Downloading artifacts:   0%|          | 0/1 [00:00<?, ?it/s]

'/home/ubuntu/notebooks/preprocessor'

In [28]:
import pickle

with open('preprocessor/preprocessor.b', 'rb') as f_in:
    dv = pickle.load(f_in)

In [29]:
X_test = preprocess(df, dv)

In [30]:
target = 'duration'
y_test = df[target].values

In [39]:
%time test_model(name=model_name, version=2, X_test=X_test, y_test=y_test) #@production2

Downloading artifacts:   0%|          | 0/5 [00:00<?, ?it/s]

CPU times: user 166 ms, sys: 15.8 ms, total: 182 ms
Wall time: 263 ms


{'rmse': 6.659623830022514}

In [40]:
%time test_model(name=model_name, version=1, X_test=X_test, y_test=y_test) #@staging1

Downloading artifacts:   0%|          | 0/5 [00:00<?, ?it/s]

Note: You have installed the 'manylinux2014' variant of XGBoost. Certain features such as GPU algorithms or federated learning are not available. To use these features, please upgrade to a recent Linux distro with glibc 2.28+, and install the 'manylinux_2_28' variant.


CPU times: user 17.1 s, sys: 50.7 ms, total: 17.1 s
Wall time: 4.72 s


{'rmse': 6.265125782624643}

In [41]:
%time test_model(name=model_name, version=3, X_test=X_test, y_test=y_test) #@staging3

Downloading artifacts:   0%|          | 0/1 [00:00<?, ?it/s]

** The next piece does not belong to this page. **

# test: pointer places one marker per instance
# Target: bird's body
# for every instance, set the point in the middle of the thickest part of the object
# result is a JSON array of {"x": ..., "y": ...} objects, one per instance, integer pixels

MlflowException: The following failures occurred while downloading one or more artifacts from s3://mlflow-artifacts-experiments/1/ae2964d21a614e2a8017afc9b5b5c09f/artifacts/model:
##### File  #####
An error occurred (404) when calling the HeadObject operation: Not Found

It looks like @staging1 model has a better RMSE {'rmse': 6.265125782624643} result even thought it takes longer than the @production2 model. Will update the alias for @staging1 to @production1 and change @production2 to @staging2.